At that, Tony stepped out of the armor, said, ″Sentry mode,″ and walked up to the computer to puzzle it out.

After glancing through a few files of little significance, FRIDAY announced, ″Movement on the perimeter of the property.″

″Check it out,″ Tony replied. ″It's probably Cap. Observe and verify identity, then return. Do not engage.″

″Yes, boss,″ FRIDAY replied, and the armor flew off toward the exit.

Tony turned his attention back to the computer, looking in a promising file which seemed to have specs for a device of some sort. 

A strange hiss came from behind him, like a sealed door opening, but he didn't have enough time to react before something hard and heavy slammed into the side of his head.

~*~

When Tony blinked himself awake, he found himself in a small, nearly empty room. Only a chair, bolted to the floor, kept it from being completely bare.

Any relief Tony felt at not discovering blood on the lump to his head disappeared at realizing his watch no longer decorated his wrist. The door, of course, didn't budge. ″Shit,″ Tony mumbled. "Shit, shit, shit.″ 

He sat down heavily in the chair and took another look around the room. It didn't seem like the same building he'd been in, but he couldn't say that for sure. That FRIDAY hadn't detected anyone in the room with him earlier worried him a little, and that someone had been able to abscond with him without FRIDAY being able to prevent it worried him a bit more. Beyond that, something about the whole situation bothered him, but he couldn't identify why. He needed more information and possibly some ibuprofen. 

″Non-me propitiatory stealth-tech?″ Tony asked the emptiness of the room. ″No. It wouldn't have made that sound. Panic room?″ Tony tapped his foot against the floor. ″No, the discrepancy between room dimensions would've pinged on FRIDAY's radar. Hmmm.″ Tony would've given half his goatee for his ergonomic, custom-made swivel chair. ″Panic closet? Yes. The dimensions would've been small that the dead zone wouldn't have triggered as suspicious. Huh.″ Tony considered the implications of it all and didn't exactly like what it implied.

~*~

About thirty minutes later, by Tony's best guess, the door to the room opened. Tony shot to his feet, fists clenched at his side. In came a smarmy-looking older white man with thinning grey hair and an ugly mustache, wearing an ill-fitted suit and a smug grin, flanked on either side by well-armed mercenary types. In his head, Tony dubbed them Smarmy, Merckie the Merc and The Other One.

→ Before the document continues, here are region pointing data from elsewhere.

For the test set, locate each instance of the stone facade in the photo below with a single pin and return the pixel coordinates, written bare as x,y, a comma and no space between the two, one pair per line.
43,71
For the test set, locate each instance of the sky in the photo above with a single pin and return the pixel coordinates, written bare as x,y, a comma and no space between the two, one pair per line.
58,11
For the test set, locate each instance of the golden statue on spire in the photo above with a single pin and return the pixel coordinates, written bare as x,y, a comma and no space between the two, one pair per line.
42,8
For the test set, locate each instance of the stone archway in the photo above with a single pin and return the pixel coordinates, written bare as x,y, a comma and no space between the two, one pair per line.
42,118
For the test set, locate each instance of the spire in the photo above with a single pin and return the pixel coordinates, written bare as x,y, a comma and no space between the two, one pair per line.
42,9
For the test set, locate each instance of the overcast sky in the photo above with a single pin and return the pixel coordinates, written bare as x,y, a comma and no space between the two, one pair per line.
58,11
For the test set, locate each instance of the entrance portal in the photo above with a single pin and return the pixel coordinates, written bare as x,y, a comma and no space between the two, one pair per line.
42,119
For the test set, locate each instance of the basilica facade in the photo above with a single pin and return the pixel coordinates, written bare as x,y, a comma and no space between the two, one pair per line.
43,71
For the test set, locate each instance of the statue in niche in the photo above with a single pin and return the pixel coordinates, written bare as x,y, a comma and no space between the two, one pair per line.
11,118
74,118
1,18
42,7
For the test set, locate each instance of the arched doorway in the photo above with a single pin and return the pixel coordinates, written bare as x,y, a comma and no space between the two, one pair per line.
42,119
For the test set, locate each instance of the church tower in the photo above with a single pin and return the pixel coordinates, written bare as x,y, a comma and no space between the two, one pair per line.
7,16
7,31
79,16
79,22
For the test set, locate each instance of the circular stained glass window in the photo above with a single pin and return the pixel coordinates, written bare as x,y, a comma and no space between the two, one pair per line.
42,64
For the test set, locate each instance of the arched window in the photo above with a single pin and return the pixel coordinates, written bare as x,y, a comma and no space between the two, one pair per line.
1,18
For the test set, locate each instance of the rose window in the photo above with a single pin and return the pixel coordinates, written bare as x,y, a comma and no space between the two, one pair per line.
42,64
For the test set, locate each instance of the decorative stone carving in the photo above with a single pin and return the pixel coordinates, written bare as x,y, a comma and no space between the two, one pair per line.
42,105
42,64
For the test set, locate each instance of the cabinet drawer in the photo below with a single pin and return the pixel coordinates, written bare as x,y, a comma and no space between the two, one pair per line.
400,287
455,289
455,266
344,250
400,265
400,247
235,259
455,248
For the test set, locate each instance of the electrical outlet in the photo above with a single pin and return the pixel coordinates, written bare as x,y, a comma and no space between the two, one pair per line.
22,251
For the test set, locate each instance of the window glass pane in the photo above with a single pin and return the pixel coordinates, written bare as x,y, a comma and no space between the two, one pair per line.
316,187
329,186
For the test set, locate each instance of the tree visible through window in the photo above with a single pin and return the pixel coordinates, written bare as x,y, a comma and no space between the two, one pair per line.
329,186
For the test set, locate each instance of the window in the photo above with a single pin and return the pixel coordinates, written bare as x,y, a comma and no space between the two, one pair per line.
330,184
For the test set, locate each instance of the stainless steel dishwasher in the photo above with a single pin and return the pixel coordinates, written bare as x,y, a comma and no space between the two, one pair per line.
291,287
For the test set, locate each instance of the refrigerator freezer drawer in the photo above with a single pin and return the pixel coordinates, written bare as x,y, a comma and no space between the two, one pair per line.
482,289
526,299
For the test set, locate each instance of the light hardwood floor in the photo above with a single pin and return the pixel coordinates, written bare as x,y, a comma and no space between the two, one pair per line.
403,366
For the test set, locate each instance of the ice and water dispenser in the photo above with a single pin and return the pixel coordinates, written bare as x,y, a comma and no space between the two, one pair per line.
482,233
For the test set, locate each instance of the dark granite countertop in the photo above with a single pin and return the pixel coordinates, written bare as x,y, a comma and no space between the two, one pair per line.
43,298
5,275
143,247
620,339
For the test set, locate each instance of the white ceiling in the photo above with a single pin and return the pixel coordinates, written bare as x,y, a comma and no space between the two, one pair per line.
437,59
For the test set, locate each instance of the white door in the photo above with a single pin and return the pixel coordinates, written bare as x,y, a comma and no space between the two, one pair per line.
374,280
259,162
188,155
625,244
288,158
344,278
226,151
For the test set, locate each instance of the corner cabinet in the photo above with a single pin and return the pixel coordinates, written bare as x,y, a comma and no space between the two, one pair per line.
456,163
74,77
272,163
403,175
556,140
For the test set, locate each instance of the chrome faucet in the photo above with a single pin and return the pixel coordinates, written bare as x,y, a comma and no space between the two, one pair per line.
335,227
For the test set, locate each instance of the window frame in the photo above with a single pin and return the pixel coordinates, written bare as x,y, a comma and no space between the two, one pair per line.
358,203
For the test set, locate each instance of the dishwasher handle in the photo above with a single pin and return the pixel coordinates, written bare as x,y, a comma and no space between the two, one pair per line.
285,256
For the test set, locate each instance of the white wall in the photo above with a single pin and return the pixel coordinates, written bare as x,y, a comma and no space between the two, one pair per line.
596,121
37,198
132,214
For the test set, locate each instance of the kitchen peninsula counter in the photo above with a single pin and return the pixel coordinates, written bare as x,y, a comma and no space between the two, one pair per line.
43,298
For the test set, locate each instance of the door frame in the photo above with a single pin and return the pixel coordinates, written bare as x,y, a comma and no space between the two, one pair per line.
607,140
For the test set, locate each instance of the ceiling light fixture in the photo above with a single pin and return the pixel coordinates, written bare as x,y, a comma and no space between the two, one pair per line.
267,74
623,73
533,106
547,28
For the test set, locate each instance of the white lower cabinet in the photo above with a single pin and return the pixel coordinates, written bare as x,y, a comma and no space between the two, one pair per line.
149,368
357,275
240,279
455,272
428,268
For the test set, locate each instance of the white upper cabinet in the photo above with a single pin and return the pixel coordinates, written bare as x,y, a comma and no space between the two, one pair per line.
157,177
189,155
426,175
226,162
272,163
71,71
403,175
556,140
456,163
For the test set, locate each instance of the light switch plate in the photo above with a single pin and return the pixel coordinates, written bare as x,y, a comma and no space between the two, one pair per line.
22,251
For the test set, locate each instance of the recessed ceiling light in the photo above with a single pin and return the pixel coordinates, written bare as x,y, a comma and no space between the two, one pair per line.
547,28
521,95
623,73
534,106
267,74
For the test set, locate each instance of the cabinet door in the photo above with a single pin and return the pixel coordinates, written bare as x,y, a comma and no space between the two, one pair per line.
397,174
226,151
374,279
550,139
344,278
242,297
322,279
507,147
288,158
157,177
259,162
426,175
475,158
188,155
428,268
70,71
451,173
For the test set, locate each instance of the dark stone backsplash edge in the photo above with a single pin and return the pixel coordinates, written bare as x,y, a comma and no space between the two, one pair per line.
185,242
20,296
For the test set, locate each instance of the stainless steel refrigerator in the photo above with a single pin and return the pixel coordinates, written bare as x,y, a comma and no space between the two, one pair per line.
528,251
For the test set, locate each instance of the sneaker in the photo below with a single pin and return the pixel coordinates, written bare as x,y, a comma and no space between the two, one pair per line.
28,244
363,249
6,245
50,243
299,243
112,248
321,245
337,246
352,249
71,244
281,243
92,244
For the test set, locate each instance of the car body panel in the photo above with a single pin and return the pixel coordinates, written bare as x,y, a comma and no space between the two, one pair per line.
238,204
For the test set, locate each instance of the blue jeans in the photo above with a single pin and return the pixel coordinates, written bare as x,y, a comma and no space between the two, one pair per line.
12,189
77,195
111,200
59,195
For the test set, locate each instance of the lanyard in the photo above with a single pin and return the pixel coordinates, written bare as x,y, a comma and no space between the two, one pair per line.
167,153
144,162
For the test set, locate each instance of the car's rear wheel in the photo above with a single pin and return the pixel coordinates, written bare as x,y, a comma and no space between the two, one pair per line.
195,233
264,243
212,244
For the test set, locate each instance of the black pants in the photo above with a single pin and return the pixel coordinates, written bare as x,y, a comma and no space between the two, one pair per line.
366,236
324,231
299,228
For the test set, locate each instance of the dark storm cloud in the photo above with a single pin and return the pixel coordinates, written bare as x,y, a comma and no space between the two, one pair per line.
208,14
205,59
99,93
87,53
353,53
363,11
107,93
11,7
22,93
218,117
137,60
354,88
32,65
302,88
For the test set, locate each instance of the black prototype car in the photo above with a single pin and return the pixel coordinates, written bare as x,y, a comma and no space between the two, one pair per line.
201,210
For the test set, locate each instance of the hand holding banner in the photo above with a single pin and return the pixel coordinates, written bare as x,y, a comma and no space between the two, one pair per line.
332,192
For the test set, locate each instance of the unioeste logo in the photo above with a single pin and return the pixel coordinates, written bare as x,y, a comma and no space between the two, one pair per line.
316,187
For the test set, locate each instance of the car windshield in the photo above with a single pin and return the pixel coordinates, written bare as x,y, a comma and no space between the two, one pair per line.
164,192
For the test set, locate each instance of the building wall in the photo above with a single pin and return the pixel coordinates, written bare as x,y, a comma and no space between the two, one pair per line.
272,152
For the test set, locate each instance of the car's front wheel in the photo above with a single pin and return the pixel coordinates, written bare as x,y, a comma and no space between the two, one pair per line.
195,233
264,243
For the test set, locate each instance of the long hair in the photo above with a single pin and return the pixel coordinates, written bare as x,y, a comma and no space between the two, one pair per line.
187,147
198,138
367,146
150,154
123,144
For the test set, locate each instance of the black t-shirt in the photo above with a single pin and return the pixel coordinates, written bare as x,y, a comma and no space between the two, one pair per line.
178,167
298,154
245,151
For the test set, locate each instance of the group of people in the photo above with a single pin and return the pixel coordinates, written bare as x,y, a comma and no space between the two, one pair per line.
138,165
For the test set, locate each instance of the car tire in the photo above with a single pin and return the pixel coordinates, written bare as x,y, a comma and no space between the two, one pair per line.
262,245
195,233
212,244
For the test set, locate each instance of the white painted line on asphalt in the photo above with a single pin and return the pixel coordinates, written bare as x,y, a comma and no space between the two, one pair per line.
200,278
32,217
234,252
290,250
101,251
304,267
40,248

″Mr. Stark,″ Smarmy greeted, ″how interesting to find you here. Quite auspicious, even.″ 

Tony rolled his eyes. ″What do you want?″

″That is the question, isn't it?″ Smarmy smarmed at him. ″We're waiting for one more guest and we can get things on the road.″

Behind the man, Tony noticed a quiet, moving shadow, followed by a whisper on the air. Without hesitating, Tony ducked down just in time to see a shield ricochet off Merkie the Merc into The Other One, who both dropped down on the ground, knocked out. In a fluid movement, Tony did a forward roll, punched Smarmy in the gut, and elbowed him on top of the head when he bent over. 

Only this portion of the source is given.